- Troy Nickle
- My practice encompasses a variety of experimental processes that animate both natural and constructed environments, seeking to form connections between culture, nature and place. I am concerned with how physical, tactile interactions in nature can shape our inner experiences and understanding of the world. I currently live and work in Lethbridge, Alberta, Canada.
Thursday, September 17, 2009
Tuesday, September 15, 2009
Earth- Art- Walk
I will be hosting a slide presentation and working with interpreters to offer a guided walk at the Helen Schuler Nature Center on Sunday the 20th from 2pm to 3 pm. There will be a 15 minute slide presentation and a 45 minute walk through the park to view the site specific works created for the Earth- Art- Walk project.
Tuesday, September 8, 2009
Earth- Art- Walk
Earth- Art- Walk is a self-guided walking tour through the Helen Schuler Nature Center of site-specific environmental sculptures by local artist Troy Nickle. The numbers on the map correspond to the numbered works listed below.
This exhibition is part of the centennial celebrations for the Highlevel Bridge, but was conceived as an alternative context for the bridge, it’s history and it’s landscape. “Earth- Art- Walk” celebrates the landscape from which the bridge rises, and was created with a philosophy of natural harmony and environmental sensitivity.
This project wouldn’t be possible without the assistance and consent of the Helen Schuler Nature Center.
-Bowman Arts Centre, August, 2009
Artist Statement
Through creating ephemeral and figurative site-specific interventions I hope to explore a relationship to the land that reflects balance, harmony and impermanence.

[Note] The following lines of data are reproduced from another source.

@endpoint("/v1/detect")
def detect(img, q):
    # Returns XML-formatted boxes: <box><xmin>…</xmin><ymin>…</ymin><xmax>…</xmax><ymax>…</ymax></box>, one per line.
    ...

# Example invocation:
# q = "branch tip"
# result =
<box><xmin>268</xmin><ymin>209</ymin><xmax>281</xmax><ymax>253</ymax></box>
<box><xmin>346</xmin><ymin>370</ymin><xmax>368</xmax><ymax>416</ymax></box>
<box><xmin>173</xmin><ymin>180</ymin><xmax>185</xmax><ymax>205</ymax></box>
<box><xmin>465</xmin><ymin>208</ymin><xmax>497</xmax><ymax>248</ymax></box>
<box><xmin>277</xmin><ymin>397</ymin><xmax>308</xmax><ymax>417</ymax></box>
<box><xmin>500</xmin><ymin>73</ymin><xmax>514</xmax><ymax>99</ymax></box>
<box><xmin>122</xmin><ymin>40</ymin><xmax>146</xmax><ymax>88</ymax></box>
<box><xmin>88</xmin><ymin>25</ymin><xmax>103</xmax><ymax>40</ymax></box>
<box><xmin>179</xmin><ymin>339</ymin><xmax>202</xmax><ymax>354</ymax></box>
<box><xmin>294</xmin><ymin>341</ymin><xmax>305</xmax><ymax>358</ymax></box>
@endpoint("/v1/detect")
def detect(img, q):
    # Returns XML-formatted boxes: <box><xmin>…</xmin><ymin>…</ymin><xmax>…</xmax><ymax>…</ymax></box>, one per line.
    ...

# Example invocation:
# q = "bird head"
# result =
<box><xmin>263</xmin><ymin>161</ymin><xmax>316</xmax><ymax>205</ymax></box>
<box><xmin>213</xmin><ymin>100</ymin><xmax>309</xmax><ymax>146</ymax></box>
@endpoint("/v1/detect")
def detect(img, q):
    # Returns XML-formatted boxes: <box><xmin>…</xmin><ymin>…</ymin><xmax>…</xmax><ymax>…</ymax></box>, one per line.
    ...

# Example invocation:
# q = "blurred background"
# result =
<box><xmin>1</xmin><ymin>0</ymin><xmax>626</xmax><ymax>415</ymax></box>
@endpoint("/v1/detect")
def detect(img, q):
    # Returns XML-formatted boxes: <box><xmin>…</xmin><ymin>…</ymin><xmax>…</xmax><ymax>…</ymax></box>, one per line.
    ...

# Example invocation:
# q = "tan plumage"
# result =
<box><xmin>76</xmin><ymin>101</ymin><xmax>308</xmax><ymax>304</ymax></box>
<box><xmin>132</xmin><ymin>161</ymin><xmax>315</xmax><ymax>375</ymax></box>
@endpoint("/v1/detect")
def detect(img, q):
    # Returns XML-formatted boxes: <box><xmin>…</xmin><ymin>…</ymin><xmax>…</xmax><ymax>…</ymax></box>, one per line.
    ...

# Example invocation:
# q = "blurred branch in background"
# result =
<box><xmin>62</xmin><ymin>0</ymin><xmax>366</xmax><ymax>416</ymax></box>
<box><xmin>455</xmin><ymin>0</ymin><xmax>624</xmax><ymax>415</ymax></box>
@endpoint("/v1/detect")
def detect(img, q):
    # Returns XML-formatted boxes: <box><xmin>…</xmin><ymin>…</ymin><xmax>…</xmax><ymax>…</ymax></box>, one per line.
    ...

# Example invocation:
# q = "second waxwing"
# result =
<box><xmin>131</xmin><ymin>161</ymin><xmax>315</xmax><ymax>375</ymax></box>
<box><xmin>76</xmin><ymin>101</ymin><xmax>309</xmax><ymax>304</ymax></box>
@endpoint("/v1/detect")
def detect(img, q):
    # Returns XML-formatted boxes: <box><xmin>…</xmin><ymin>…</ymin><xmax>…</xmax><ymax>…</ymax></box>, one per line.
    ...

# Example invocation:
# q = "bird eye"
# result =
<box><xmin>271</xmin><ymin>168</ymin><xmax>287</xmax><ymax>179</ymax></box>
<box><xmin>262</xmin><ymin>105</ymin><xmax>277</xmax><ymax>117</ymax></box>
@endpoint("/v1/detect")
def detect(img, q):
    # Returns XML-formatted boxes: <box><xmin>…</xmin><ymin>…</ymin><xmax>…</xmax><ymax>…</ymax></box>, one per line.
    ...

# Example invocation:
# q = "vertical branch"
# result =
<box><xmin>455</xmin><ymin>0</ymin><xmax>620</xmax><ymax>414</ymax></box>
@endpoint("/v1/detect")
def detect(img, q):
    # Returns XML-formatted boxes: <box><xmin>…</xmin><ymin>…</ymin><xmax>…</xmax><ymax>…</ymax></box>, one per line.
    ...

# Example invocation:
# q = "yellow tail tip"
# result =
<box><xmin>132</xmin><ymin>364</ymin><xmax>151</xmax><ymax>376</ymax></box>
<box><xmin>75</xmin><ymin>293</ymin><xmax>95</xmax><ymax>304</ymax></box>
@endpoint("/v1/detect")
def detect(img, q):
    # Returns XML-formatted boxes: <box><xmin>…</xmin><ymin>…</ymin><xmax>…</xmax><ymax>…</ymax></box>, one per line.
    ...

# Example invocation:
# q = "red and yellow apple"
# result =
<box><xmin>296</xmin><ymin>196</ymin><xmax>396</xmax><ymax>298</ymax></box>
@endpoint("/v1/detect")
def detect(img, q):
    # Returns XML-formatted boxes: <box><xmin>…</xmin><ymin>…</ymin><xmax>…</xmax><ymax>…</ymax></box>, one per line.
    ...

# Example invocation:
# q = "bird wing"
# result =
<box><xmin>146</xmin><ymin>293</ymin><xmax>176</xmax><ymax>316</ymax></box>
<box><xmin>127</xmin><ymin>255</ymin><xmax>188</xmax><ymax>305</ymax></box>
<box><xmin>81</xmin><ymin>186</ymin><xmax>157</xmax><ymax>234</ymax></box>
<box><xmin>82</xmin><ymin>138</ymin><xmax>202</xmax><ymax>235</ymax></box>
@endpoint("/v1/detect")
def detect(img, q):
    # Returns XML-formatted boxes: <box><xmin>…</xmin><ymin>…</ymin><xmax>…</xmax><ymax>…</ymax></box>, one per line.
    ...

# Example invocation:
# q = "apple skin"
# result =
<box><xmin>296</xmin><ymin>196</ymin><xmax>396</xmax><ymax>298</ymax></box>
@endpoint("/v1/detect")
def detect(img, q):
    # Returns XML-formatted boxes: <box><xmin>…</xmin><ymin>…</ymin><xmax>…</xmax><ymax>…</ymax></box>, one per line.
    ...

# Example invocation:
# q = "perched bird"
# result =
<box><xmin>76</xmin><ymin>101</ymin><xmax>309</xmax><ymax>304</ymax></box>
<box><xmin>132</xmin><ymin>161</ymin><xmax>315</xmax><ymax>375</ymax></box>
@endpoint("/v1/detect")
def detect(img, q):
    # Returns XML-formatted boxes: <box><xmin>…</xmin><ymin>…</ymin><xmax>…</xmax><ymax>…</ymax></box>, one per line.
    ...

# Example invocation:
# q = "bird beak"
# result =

I find wider social relationships can be explored in contexts beyond the gallery walls. For me the landscape is part of the work and provides a greater environment in which to interpret its meaning. Through my work I try to bring a new awareness and expression to a place. I consider each intervention as a marker, which can become a point of interest along a traveled path or simply embrace the site. Much of my work exists temporarily, overtime the work eventually decays, erodes and falls back into the site from which it came. This is part of the overall process of the work, reflecting the impermanence of all living things in a natural cycle both of creation and eventual destruction. Usually the destruction of the material is only a transformation where the material then takes on a new life, providing nourishment for the soil or a habitat for a small creature.